A Notch pathway has five core genes involved in delivering an extracellular signal to the nucleus of a cell, and there are four Notch pathways, each responsible for formation of different tissues of the body.

Genentech, also of South San Francisco, is providing Exelixis milestone and royalty payments for compounds against cancer that come out of the arrangement, giving Exelixis an option to share costs and profits related to products in the fields of tissue growth and repair or inflammation.

In the first stage of the deal, the firms will work jointly to develop assays and reagents that will be used to determine the potential of drug candidates, with Genentech holding responsibility for manufacturing and clinical development.

"We're going to work jointly with Genentech to develop the toolkit, if you will, to explore these areas," Butler said. "Given their expertise in antibodies, particularly in oncology, they're going to take the lead [in that indication]. In any of those areas, should things merit advancement, they will pick it up when we get into clinic."

Exelixis' genomics-based drug discovery efforts have yielded a well-stocked pipeline, including XL119 (becatecarin), in Phase III trial for bile-duct tumors and XL784, which started out as a cancer therapy, has completed a Phase I study and is being developed for renal disease.

The Phase III trial with XL119 started last year and is expected to last three years. "It's doing well and on track," Butler said.

Others in the lineup are anticancer compounds XL647, XL999 and XL880, all kinase inhibitors in Phase I trials. The firm also has XL820 and XL844, cancer drugs for which investigational new drug applications have been filed, and multiple compounds at the preclinical stage.

Last month, Exelixis gained $35 million through its deal with London-based GSK, thanks to entry into the clinic of cancer compounds sooner than expected. The pair signed that agreement in October 2002 to develop an undisclosed number of therapeutics in indications such as cancer and renal disease, using Exelixis compounds. Terms included $134 million in guaranteed funding with the potential for more to Exelixis. (See BioWorld Today, Oct. 30, 2002.)

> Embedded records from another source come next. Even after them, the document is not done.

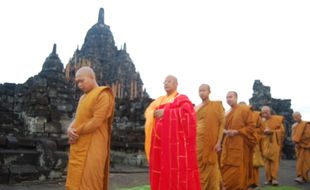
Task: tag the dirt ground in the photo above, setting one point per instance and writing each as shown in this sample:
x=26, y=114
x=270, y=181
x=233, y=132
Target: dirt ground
x=126, y=177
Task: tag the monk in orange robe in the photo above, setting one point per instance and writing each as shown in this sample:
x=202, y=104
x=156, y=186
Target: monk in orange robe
x=90, y=134
x=210, y=127
x=257, y=154
x=301, y=137
x=272, y=143
x=238, y=145
x=171, y=141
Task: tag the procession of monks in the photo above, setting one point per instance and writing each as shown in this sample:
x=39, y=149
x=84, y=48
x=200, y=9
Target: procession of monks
x=230, y=146
x=188, y=147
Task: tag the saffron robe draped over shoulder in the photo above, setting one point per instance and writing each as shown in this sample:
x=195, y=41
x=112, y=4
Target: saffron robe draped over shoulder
x=257, y=154
x=301, y=137
x=210, y=126
x=173, y=162
x=236, y=157
x=272, y=144
x=88, y=166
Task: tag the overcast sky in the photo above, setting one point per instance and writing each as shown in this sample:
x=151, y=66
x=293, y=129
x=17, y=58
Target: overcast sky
x=227, y=44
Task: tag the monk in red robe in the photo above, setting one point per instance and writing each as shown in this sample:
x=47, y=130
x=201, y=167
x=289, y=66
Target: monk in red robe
x=89, y=135
x=172, y=138
x=301, y=137
x=238, y=145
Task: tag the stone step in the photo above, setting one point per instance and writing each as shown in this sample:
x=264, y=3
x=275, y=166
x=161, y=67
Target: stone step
x=19, y=173
x=18, y=157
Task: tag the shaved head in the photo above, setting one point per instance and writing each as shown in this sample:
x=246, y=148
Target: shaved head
x=205, y=86
x=86, y=71
x=204, y=91
x=266, y=112
x=85, y=79
x=232, y=98
x=297, y=116
x=170, y=84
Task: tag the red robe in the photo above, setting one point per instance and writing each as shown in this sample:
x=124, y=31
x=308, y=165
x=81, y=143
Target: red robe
x=173, y=162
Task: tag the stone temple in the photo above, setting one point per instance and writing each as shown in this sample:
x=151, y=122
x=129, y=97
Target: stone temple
x=34, y=116
x=113, y=67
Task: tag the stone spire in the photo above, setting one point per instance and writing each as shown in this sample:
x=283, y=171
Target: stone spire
x=52, y=62
x=101, y=16
x=125, y=47
x=54, y=50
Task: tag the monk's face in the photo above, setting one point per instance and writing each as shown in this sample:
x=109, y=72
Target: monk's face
x=170, y=84
x=231, y=99
x=266, y=112
x=84, y=82
x=204, y=92
x=297, y=117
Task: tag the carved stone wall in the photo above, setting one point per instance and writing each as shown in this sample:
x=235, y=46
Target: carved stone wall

Lately, Exelixis has been tightening its focus, dropping an agricultural joint venture to develop insecticides. The company granted its interest in the project, GenOptera LLC, to collaborator Bayer CropScience, a unit of Leverkusen, Germany-based Bayer AG. The companies formed the joint venture five years ago. (See BioWorld Today, April 4, 2005.)

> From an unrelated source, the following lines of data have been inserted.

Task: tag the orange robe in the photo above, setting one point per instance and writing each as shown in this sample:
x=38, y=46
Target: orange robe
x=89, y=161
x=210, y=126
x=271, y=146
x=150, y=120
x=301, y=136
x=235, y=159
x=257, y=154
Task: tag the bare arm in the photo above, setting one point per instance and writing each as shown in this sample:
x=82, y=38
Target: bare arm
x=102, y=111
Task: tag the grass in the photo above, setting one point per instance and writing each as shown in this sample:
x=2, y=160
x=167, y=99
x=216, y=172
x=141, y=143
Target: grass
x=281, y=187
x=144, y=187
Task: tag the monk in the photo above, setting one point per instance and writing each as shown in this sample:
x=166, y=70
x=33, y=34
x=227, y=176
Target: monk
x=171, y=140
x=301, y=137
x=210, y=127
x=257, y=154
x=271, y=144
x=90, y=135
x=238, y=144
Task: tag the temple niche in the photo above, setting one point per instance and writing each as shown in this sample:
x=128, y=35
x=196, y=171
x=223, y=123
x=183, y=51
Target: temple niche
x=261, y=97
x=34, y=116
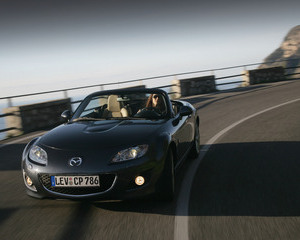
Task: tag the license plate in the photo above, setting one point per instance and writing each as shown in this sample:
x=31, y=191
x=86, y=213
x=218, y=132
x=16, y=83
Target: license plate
x=75, y=181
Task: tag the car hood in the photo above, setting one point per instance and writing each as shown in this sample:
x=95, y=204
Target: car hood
x=101, y=134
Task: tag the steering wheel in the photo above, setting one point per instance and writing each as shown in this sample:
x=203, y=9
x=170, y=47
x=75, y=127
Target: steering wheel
x=154, y=109
x=149, y=112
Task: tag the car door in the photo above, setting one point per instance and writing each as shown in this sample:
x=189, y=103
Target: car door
x=184, y=134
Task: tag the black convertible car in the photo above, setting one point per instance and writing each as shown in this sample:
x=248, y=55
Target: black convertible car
x=118, y=144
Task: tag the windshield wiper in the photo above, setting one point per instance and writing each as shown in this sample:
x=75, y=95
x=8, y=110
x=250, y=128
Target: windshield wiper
x=87, y=119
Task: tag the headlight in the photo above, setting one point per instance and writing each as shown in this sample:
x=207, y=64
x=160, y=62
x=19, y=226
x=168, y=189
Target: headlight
x=130, y=153
x=38, y=155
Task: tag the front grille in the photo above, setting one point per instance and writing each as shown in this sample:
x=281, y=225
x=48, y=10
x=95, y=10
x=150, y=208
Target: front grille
x=106, y=181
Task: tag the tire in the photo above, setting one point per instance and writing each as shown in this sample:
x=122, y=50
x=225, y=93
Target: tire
x=166, y=187
x=195, y=150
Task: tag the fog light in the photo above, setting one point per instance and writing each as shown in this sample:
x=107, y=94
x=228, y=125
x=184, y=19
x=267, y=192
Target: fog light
x=139, y=180
x=29, y=181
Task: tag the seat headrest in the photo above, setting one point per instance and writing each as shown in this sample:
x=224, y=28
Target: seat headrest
x=112, y=104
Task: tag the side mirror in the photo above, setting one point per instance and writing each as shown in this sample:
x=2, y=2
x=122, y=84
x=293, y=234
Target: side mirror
x=185, y=111
x=66, y=115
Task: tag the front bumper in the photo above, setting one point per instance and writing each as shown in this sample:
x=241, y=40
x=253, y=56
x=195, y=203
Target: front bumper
x=118, y=182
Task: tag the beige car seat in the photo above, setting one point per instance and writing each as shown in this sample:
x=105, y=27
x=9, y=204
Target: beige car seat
x=114, y=108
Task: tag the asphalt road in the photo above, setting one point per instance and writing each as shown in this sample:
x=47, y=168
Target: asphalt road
x=246, y=186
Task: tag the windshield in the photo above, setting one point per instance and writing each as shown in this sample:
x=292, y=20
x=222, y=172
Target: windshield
x=129, y=105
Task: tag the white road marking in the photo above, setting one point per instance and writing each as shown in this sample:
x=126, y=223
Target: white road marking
x=181, y=231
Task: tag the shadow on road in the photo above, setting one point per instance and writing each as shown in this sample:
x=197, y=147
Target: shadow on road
x=248, y=179
x=11, y=156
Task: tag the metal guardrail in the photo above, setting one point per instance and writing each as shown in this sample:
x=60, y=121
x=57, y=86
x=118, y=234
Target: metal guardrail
x=141, y=80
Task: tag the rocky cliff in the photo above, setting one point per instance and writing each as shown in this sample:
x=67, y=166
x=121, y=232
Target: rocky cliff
x=288, y=52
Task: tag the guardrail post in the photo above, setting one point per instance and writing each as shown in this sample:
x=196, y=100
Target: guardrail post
x=9, y=102
x=65, y=94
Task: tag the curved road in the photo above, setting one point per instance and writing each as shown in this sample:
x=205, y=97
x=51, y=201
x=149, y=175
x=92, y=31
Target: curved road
x=245, y=186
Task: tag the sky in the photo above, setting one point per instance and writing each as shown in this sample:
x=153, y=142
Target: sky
x=49, y=44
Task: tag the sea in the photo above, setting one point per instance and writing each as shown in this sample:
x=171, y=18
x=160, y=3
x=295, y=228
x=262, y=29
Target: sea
x=80, y=97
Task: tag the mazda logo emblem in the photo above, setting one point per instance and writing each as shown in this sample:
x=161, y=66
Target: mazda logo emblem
x=75, y=162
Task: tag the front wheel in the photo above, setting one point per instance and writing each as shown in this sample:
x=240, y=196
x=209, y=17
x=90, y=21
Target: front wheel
x=166, y=187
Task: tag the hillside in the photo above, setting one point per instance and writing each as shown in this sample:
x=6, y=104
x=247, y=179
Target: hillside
x=289, y=50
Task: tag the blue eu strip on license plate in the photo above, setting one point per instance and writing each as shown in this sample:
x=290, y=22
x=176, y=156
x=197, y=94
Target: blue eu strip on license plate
x=75, y=181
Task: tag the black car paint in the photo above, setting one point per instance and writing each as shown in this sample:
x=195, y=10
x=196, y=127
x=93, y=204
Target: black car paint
x=84, y=139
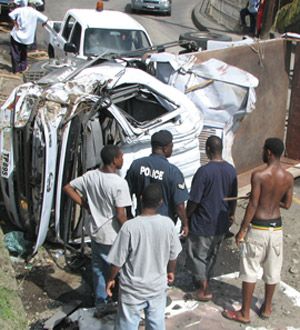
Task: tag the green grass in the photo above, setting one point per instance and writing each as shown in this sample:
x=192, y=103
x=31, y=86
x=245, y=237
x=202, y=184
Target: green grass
x=6, y=308
x=12, y=313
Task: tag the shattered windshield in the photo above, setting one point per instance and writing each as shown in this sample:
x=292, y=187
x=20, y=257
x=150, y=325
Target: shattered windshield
x=117, y=41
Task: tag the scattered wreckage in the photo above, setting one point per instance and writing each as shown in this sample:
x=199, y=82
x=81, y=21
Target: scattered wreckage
x=53, y=130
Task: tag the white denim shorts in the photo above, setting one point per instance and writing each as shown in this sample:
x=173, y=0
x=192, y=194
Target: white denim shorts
x=262, y=249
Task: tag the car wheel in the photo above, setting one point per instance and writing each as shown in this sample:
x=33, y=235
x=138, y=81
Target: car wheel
x=36, y=71
x=42, y=7
x=201, y=38
x=51, y=52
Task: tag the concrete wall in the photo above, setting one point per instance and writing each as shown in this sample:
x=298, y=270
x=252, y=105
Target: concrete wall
x=267, y=61
x=226, y=12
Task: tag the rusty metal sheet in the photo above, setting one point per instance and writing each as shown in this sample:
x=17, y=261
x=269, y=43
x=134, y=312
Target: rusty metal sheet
x=267, y=61
x=293, y=131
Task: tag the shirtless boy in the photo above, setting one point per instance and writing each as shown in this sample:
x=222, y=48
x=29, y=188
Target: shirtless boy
x=261, y=229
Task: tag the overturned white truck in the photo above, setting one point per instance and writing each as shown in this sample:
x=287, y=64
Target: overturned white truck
x=53, y=132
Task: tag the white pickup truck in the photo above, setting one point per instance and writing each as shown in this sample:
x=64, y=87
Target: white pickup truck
x=86, y=33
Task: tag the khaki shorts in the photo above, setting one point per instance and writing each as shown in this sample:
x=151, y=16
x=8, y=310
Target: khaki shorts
x=262, y=249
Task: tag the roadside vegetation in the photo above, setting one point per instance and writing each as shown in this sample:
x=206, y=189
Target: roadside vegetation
x=12, y=313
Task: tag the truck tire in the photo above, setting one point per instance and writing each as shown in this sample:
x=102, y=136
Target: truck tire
x=201, y=38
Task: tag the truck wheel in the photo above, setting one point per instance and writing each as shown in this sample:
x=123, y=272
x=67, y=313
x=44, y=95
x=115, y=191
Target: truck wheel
x=51, y=53
x=201, y=38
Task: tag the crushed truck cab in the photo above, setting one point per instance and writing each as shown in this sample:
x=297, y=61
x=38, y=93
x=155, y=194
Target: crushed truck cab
x=86, y=33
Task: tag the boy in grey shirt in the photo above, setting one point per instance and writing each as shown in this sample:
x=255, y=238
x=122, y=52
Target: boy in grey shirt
x=145, y=253
x=105, y=194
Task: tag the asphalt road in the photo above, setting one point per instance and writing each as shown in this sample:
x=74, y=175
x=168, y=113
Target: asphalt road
x=160, y=28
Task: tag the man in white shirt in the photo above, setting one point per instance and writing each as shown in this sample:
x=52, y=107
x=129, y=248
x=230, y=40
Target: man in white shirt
x=25, y=19
x=105, y=195
x=145, y=253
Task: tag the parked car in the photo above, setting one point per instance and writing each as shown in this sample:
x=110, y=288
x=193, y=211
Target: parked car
x=87, y=33
x=53, y=130
x=154, y=6
x=4, y=10
x=7, y=5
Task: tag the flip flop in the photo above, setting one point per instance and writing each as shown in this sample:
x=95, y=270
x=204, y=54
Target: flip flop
x=261, y=314
x=194, y=296
x=234, y=316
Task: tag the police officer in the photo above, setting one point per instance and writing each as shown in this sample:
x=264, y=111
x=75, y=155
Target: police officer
x=157, y=169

"We've been remarkably productive with our pipeline and we've been putting things in its place to move it forward," Butler said, adding that the project "has been going well so far. We're comfortable with our cash position well into next year, and business development discussions of various types are ongoing."

Exelixis' stock (NASDAQ:EXEL) closed Friday up 4 cents at $7.15. Genentech's shares (NYSE:DNA) ended the day at $81.39, down $1.46.